Amharic/Fidel OCR Student

A compact PP-OCRv6-inspired, line-level OCR recognizer for Amharic/Fidel text.

This repository contains the deployable Stage 1 student checkpoint from a broader teacher–student Amharic OCR project. The model is designed for efficient recognition of cropped handwritten, typed, and synthetic Amharic text-line images.

Model summary

Property Value
Task Amharic text-line recognition
Language Amharic
Script Ethiopic/Fidel
Framework PyTorch
Inference parameters 24.48M
Training parameters Approximately 31.25M
Input One cropped grayscale text-line image
Input height 48 pixels
Output vocabulary 354 Fidel symbols + CTC blank
Main inference head CTC
Decoding Greedy CTC
Training-only auxiliary head NRTR
Current stage Stage 1 student baseline

Architecture

The inference pipeline is:

Cropped Amharic line image
        ↓
LCNetV4-style CNN backbone
        ↓
Height compression
        ↓
LightSVTR sequence encoder
        ↓
CTC classification head
        ↓
Recognized Fidel text

The model contains:

  • an LCNetV4-style lightweight CNN backbone;
  • MetaFormer-style visual feature-mixing blocks;
  • height compression that converts the feature map into a horizontal sequence;
  • a LightSVTR neck with local convolutional and global self-attention context;
  • a CTC recognition head for single-pass inference;
  • an auxiliary NRTR decoder used only during training.

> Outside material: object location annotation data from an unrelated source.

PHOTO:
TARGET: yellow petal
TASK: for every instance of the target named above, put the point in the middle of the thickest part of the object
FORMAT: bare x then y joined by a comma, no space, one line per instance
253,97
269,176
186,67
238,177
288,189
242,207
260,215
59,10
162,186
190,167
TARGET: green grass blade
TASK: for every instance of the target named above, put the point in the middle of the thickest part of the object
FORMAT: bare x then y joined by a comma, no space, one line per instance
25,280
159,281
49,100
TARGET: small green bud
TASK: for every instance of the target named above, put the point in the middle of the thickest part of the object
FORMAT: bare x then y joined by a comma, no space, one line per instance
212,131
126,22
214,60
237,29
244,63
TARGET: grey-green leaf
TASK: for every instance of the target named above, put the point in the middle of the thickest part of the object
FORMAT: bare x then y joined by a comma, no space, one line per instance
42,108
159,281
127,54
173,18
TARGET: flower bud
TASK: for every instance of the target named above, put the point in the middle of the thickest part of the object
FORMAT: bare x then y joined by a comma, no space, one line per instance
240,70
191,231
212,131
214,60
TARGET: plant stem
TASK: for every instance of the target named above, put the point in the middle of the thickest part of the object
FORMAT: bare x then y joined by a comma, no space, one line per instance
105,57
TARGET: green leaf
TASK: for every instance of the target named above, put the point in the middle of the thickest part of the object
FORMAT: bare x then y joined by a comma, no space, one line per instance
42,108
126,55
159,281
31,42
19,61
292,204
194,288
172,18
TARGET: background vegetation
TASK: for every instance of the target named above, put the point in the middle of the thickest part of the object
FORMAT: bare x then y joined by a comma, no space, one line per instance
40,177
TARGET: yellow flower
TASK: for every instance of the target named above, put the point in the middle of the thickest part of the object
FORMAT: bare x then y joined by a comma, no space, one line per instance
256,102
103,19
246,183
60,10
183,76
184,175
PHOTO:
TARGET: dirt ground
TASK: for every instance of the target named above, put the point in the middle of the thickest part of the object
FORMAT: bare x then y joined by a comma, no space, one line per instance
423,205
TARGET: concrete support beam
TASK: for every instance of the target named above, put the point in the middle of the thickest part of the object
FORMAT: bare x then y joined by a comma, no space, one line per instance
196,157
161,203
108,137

The NRTR branch is not included in the inference checkpoint.

Stage 1 results

Official Fidel test set

Evaluation Samples Macro CER Micro CER Macro WER Micro WER Exact line accuracy
Official all test 18,011 8.24% 6.92% 19.52% 16.34% 36.99%
Official handwritten 6,035 17.41% 17.17% 45.11% 44.87% 0.91%
Official typed 5,924 4.05% 3.99% 6.47% 6.36% 68.38%
Official synthetic 6,052 3.18% 2.88% 6.78% 6.00% 42.23%

Writer-disjoint handwritten validation

Metric Result
Validation writers 41
Training writers 370
Writer overlap 0
Validation samples 3,584
Macro CER 14.71%
Micro CER 14.12%
Macro WER 39.59%
Micro WER 38.24%

The official test split supports comparison with published Fidel results. The writer-disjoint validation split measures generalization to unseen handwriting styles.

Handwritten error analysis

On the official handwritten test set, the model produced 58,222 character errors:

Error category Count Percentage
Substitutions 38,543 66.20%
Deletions 16,155 27.75%
Insertions 3,524 6.05%

Of these errors:

Category Count Percentage
Space-related errors 8,486 14.58%
Non-space character errors 49,736 85.42%

Frequent handwritten confusions include:

ሰ ↔ ስ
ላ ↔ ለ
አ ↔ እ
ደ ↔ ዳ
ባ ↔ በ
ሞ ↔ ም

The main Stage 1 limitation is fine-grained handwritten Fidel character discrimination rather than spacing alone.

Expected input

The model expects one cropped Amharic text-line image.

It does not detect text regions or process full document pages directly.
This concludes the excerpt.